The wording stricken from her sample ballot statement was:

“He’s (Gates has) been convicted of a federal crime and fined $100,000 which taxpayers paid. He owned a bar, a state law violation, and covered up a felony drunk-driving arrest.

“He’s charged the taxpayers $5,100,000 for low security tents to house violent criminals and. . . .”

However, Ryan found insufficient evidence to remove the last portion of that sentence, which reads: " . . . we’ve more lawsuits than any California jail.”


Calligan’s accusations that Gates was convicted of a federal crime were based on U.S. District Judge William P. Gray’s decision to hold Gates and county supervisors in contempt of court last year for failing to alleviate overcrowding at the county main jail, as Gray had ordered seven years earlier.

Gates’ attorneys countered that the contempt citation was a civil proceeding, not a criminal action.

Gates also argued that the fine imposed for the contempt citation in a class-action suit over jail overcrowding was levied against all of the defendants, not just Gates.

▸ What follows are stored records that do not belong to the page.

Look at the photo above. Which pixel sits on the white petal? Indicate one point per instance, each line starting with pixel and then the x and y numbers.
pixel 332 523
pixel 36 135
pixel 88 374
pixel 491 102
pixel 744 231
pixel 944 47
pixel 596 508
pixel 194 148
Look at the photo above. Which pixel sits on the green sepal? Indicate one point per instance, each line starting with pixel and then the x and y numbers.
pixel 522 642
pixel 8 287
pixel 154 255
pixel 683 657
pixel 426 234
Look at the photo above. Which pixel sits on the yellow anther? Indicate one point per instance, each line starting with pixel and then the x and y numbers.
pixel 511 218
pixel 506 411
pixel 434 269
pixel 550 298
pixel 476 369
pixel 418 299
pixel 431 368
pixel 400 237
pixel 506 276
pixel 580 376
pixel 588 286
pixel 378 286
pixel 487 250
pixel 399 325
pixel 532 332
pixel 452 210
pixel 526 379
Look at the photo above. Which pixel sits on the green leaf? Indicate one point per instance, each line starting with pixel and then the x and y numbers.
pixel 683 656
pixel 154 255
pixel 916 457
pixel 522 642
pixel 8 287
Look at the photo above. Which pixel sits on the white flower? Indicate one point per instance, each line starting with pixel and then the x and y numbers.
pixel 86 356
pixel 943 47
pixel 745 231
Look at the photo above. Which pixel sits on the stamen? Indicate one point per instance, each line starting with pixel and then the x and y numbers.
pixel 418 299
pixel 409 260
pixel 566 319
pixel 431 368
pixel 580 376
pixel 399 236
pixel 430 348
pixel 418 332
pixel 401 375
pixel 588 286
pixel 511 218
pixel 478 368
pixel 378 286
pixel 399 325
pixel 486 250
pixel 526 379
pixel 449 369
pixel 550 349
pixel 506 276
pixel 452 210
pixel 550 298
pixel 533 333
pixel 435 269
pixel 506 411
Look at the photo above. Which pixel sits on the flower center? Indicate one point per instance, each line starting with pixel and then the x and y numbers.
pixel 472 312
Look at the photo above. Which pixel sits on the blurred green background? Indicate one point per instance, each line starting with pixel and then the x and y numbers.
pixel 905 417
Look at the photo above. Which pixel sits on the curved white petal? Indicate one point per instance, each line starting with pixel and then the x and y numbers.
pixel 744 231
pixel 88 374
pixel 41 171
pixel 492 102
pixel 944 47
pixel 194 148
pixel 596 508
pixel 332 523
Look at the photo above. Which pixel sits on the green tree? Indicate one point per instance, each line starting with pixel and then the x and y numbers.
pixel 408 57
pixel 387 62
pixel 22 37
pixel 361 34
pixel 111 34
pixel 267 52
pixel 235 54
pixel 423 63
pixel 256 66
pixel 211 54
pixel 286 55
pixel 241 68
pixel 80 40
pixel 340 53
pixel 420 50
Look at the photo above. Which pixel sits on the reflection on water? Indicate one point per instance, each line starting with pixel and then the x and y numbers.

The sheriff also submitted documentation showing that he owned a 4% interest in a limited partnership in 1975 that intended to operate an Irvine restaurant, but that he sold his interest before the establishment obtained a liquor license. Law officers are prohibited by law from holding interest in a liquor license.


Letter From Deputy D.A.

Finally, Gates’ attorneys submitted a 1977 letter from Orange County Deputy Dist. Atty. John D. Conley stating that an investigation by that office found “no evidence to show that the Sheriff’s Department officers played any role” in the decision not to prosecute a sheriff’s deputy for drunk driving.

Conley found “insufficient evidence” that officers of the Newport Beach police, the agency that made the arrest, were involved in a cover-up.

Ryan also sided with Gates’ attorneys who argued that the temporary tents that have been acquired to house inmates at the James A. Musick branch jail cost only about $700,000 and do not house “violent criminals.”